Staten filed six inmate complaints related to those events, which were resolved as follows:

1. WSPF-2018-2743: Staten alleged that his tube feedings needed to be conducted by a doctor. WSPF's ICE received this complaint on January 31, 2018, the reviewing authority dismissed the complaint on March 2, 2018, and Staten did not appeal the dismissal.
2. WSPF-2018-3887: Staten alleged that the HSU was not following a court order regarding his tube feedings. The complaint was received on February 14, 2018, and on March 9, 2018, the reviewing authority dismissed the complaint. Staten did not appeal the dismissal.
3. WSPF-2018-5517: Staten alleged that Waterman “put a hole in his arm” during a February 28, 2018, blood draw. The reviewing authority dismissed the complaint on April 2, 2018, Staten timely appealed the dismissal, and on May 3, 2018, the CCE dismissed the appeal.
4. WSPF-2018-11214: Staten alleged that Waterman was “reckless” in the HSU and placed a hole in his arm. On May 22, 2018, the ICE rejected the complaint as previously addressed through the ICRS, and Staten did not appeal the rejection.
5. WSPF-2018-16852: Staten alleged that several staff members used excessive force against him on August 6, 2018, when he was being placed in a restraint bed. The reviewing authority dismissed the complaint on August 22, 2018, and
Staten did not appeal.
6. WSPF-2018-17186: Staten repeated his claim about excessive force from August 6, 2018. The ICE rejected the complaint on August 21, 2018, as having been addressed through the ICRS, and Staten did not appeal the rejection.
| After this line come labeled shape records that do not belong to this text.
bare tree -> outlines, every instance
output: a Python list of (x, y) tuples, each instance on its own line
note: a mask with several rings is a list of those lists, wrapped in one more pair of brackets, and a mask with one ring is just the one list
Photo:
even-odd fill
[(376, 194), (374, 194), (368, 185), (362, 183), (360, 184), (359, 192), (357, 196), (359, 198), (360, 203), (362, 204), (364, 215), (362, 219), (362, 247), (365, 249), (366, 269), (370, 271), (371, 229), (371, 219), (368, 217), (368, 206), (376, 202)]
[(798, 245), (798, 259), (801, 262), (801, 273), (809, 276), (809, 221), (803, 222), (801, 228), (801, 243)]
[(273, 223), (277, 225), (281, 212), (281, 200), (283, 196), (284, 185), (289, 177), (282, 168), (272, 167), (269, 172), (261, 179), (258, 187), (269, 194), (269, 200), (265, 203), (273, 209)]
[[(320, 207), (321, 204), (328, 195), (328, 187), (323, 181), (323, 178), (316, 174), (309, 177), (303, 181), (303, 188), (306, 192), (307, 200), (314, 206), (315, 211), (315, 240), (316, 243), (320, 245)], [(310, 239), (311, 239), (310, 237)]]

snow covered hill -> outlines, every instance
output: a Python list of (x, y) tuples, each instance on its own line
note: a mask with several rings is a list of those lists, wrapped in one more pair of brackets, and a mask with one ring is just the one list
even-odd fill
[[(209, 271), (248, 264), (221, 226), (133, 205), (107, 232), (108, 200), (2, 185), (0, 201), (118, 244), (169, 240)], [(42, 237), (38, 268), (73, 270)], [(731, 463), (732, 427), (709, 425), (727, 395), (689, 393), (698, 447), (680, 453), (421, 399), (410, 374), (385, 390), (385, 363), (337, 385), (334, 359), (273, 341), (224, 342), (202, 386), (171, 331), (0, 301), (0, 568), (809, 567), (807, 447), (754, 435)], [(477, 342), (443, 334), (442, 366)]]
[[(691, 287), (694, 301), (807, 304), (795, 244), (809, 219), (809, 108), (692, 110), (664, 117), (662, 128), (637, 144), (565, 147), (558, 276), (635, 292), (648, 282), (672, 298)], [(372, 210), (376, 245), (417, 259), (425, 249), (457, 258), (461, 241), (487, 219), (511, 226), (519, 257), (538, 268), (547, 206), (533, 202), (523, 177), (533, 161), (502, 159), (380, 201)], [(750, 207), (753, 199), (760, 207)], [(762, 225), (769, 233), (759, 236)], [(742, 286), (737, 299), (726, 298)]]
The State Defendants concede that Staten properly exhausted his Eighth Amendment claim against Waterman related to the February 27, 2018, blood draw through WSPF-2018-5517, but assert, as to the balance of his claims against them, that Staten either did not follow all the procedures necessary or completely failed to file an inmate complaint. The State Defendants further maintain that WSPF-2018-5517 did not serve to exhaust Staten's retaliation claim against Waterman, since that inmate complaint did not identify the protected conduct that was the subject of Waterman's alleged retaliation. See Lockett v. Goff, No. 17-cv-93-JDP, 2017 WL 4083594, at *2 (W.D. Wis. Sept. 13, 2017) (to exhaust a retaliation claim, a prisoner must identify the protected conduct and the retaliatory act). McArdle similarly argues that Staten did not exhaust his administrative remedies with respect to his Eighth Amendment claim against her related to the blood draws and tube feedings.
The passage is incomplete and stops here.